Notably, Rs 2 lakh was sanctioned for organizing the events related to Independence Day in Lucknow. 

In Mumbai, a name plate with M A Jinnah – Bar At Law was also removed from a chamber of lawyers. This was the name plate of Mohammad Ali Jinnah who was also an advocate. 

India got independence at midnight, but the reason behind was no less interesting. A telegram from Lord Mountbatten was sent to Britain suggesting that it was advised by some Indian astrologers who considered it auspicious.

When someone asked Jinnah about role of the army in Pakistan, he became very angry. He stared at the person from top to bottom and said that there will be a government of citizens in Pakistan and those who diffe have no right to come to Pakistan. But his claims proved wrong like the rest of his claims and the army ruled in Pakistan for 33 years.
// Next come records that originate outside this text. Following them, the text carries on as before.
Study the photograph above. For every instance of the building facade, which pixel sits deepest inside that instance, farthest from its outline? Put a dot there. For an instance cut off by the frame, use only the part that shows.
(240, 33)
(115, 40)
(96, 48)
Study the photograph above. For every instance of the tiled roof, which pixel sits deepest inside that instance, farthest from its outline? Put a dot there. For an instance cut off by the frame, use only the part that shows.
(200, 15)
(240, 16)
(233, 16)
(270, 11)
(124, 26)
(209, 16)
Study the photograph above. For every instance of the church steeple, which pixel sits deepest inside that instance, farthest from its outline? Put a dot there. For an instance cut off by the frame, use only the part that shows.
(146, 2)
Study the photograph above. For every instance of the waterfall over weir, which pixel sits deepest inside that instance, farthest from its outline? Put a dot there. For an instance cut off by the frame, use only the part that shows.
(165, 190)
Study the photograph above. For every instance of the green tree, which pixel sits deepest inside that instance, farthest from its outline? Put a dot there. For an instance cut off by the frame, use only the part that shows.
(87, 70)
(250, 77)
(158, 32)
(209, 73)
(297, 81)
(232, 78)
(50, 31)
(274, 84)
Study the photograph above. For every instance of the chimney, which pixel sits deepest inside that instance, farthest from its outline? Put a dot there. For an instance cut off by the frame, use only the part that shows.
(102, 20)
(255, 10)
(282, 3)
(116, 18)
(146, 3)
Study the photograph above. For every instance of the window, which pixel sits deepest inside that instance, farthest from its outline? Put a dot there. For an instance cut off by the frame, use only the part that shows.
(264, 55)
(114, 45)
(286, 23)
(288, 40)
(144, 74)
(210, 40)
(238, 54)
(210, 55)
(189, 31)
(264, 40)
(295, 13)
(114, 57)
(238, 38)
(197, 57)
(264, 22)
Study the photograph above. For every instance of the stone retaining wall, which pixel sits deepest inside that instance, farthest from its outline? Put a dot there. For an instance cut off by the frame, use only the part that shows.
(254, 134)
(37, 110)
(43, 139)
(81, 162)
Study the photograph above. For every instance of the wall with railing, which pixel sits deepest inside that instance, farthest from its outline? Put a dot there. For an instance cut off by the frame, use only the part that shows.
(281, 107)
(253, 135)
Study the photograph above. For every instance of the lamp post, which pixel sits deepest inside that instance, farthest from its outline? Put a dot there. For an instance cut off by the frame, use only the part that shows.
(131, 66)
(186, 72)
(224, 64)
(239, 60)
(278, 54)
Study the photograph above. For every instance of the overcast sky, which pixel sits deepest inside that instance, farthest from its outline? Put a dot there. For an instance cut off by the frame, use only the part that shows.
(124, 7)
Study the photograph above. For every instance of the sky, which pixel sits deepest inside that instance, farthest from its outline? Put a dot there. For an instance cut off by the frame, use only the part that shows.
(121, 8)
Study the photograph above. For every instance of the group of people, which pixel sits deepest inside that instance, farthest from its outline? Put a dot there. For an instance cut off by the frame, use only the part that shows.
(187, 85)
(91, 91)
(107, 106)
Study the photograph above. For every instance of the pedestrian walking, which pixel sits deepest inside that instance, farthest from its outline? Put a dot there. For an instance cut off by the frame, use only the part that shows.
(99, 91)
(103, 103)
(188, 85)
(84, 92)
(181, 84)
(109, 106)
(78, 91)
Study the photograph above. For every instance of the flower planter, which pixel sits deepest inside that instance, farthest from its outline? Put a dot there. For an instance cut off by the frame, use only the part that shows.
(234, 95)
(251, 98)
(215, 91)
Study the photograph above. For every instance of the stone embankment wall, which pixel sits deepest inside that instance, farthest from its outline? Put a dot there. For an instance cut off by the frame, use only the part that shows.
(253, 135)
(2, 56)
By the first week of August 1947, the number of refugees in Delhi swelled to 80,000, and there was a shortage of food. Schools were run in two shifts so that studies were not impacted. 

During this time only, it was decided that the Prime Minister’s official residence would be at 7 Prithvi Raj Road in Delhi, but 7 Race Course was later made the official residence of the Prime Minister of India. This is curently renamed as 7 Lok Kalyan Marg.

Interestingly, the Board of Control for Cricket in India (BCCI), which was established in 1928 as cricket was very popular in India. The then BCCI chairman Anthony de Mello had suggested that the partition should not divide the cricket team as it would affect the spirit of the game.